- Irene Merryweather. Art by Reilly Brown.

Publication information
- Publisher: Marvel Comics
- First appearance: Cable #48 (Nov. 1997)
- Created by: James Robinson (writer) José Ladrönn (artist)

In-story information
- Alter ego: Irene Merryweather
- Team affiliations: Daily Bugle Providence
- Supporting character of: Cable & Deadpool
- Notable aliases: Chronicler

= Irene Merryweather =

Irene Merryweather, also known as the Chronicler, is a fictional character appearing in American comic books published by Marvel Comics. A former reporter, she now acts as a friend and confidante of Cable and was formerly his chief of staff at Providence before its destruction.

Irene Merryweather made her live-action film debut cameo in Deadpool 2 (2018), played by Sonia Sunger.

==Publication history==
Irene Merryweather first appeared in Cable #48 (Nov. 1997) and was created by James Robinson and José Ladrönn.

==Fictional character biography==
Irene always wanted to be a serious reporter working for the Daily Bugle, but she got stuck working for the tabloid The Inquiring Eye. When asked by her editor to investigate Sebastian Shaw and the Hellfire Club, Irene gets drawn into a conspiracy to kill Cable. Irene returns to her office, but finds her co-workers killed by Hellfire Club agents, who attempt to kill her. Cable appears and saves her. He tells Irene that he is from the future and hires Irene to be his chronicler. Cable wants Irene to write down his life so that other people may know about him and his missions, should he get killed. Irene accepts, but soon finds out that working with Cable is not easy; Cable leaves her behind in Switzerland, when he feels that his mission endangers her and she has to return to New York City on her own. Over the next few months, Irene and Cable become close friends, though she often disagrees with him and calls him on bad decisions. Working for Cable, she also is a witness to many incredible events and lands a job as a reporter for the Daily Bugle by writing about them. During this time, Irene investigates the history of the Hellfire Club and Sebastian Shaw offers her a place in the Hellfire Club in return for her silence. Irene refuses.

When Cable renames himself Soldier X and disappears, Irene starts to worry about him.

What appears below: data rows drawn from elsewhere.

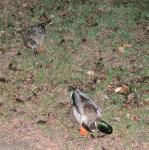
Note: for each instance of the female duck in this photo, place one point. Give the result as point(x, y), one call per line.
point(88, 114)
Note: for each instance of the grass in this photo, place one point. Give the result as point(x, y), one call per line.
point(104, 26)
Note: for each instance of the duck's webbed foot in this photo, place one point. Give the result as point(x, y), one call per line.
point(35, 52)
point(84, 132)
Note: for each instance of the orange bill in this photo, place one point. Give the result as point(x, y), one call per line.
point(83, 132)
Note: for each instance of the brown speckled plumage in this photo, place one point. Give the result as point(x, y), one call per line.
point(33, 36)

Her work suffers as a result, but one year later she receives a message from him. He sends her his diaries and confides in her.

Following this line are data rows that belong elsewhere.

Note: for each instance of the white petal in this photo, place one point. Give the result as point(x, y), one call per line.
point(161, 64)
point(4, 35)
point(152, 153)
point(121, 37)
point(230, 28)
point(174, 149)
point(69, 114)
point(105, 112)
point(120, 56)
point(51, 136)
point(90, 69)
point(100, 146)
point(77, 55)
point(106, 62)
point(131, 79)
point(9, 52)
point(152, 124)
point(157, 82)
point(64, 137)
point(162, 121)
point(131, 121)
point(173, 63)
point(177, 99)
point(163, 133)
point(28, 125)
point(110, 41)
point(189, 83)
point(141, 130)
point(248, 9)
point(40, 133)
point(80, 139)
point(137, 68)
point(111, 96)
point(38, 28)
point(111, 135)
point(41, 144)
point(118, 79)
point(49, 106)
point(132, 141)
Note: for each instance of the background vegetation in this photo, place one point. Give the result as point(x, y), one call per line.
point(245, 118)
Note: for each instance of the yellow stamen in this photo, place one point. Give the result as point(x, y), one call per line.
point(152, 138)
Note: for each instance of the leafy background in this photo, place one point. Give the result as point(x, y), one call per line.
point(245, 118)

When he returns as Cable, she interviews the would-be mutant Messiah. She thinks Cable's power is getting to his head and calls him on it, even bringing a gun to her office to protect herself from him, should he go insane. When Cable secretly uses a virus to turn everybody on Earth pink, only to publicly restore them later to normal, he is lauded as a hero. Irene is fired though for bringing a gun to work. Without a job, Irene moves to Providence, an island-state created by Cable to be a utopia. She takes over administrative duties in the city and basically runs the whole city when Cable is on his missions. Irene even learns to put up with Deadpool, Cable's new associate, who often expresses a romantic interest in her. She doesn't return his feelings, seeing Deadpool as an idiot.

After the destruction of Providence by the Hecatomb, she is attacked by Sabretooth within the ruins of the island but is rescued by the timely intervention of Deadpool, leaving the island before it detonates. She later reappears in the final issue of Cable and Deadpool during a symbiote-dinosaur attack on New York.

Cable's evil clone Stryfe later forces Deadpool to murder Irene when he threatens the lives of Wade's family.

Irene is rescued from this by Cable, who performs extensive time travel. She now has a job working for a news-based website.

==In other media==
Irene Merryweather makes a cameo appearance in Deadpool 2, portrayed by an uncredited Sonia Sunger.